As DSO, he reviews each claim submission sent by PSOs before they go to VA. The “second set of eyes” on the forms minimizes minor errors that could delay adjudication.

“Previously it was primarily retired soldiers and older veterans who submitted claims. Now, we are getting an increase in active-duty reserve soldiers. Especially those nearing retirement are talking with us and starting to get their information together for a claim,” Phillips expressed.

“The biggest selling point for us is that claims are being adjudicated and that veterans and soldiers are getting disability payments in a timely manner,” he stated. He explained that such success stories move through the retired soldier and active-duty community very fast. This, of course, brings in additional “customers” with their questions and claims.

He was also quick to mention that the services are available to all veterans who request assistance. He reminded all PSOs of this fact.

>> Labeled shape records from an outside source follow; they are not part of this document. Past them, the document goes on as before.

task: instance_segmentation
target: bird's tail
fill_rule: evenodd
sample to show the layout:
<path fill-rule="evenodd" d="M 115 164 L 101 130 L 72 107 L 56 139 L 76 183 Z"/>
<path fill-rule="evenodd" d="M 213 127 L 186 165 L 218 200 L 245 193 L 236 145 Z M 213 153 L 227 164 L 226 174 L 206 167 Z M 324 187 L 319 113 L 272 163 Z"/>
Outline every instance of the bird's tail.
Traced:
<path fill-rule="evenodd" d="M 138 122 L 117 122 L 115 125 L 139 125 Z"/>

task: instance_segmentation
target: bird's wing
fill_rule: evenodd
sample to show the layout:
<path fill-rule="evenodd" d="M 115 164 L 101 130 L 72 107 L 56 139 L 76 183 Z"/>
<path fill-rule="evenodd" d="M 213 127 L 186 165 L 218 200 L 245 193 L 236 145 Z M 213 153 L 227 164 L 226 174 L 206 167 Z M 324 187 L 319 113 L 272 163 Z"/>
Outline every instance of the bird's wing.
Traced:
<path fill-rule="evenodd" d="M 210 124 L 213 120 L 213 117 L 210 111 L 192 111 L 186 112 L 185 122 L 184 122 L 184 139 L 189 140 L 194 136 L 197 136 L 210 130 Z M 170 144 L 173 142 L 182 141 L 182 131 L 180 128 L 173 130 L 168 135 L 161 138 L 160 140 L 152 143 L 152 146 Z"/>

“You can tell them that you are an American Legion PSO, but they are not required to be a Legion member to get your help,” stated Phillips. “Of course, if they express a desire to join, you can certainly assist them with that procedure.”

Department Vice Commander Dennis Owens attended the training and was impressed. “With this advanced training, I can apply for my VA disabilities the smart way, and we can actually do what The American Legion is best at - veterans helping veterans. I am looking forward to using this new information.”

Harvey Briggs also felt good about the training. “This is amazing and it inspired the he-- out of me! I left feeling like I wanted to pull in every vet I see and get them compensation. I truly enjoyed the classes.”

The training was completed Sunday afternoon. It appeared that everyone had learned much about the claims process, and how they could better assist veterans with this process. All who attended returned to their home posts with an expanded knowledge base, and with an increased desire to assist fellow veterans.

This advanced level of training will be offered again, hopefully in the spring of 2019.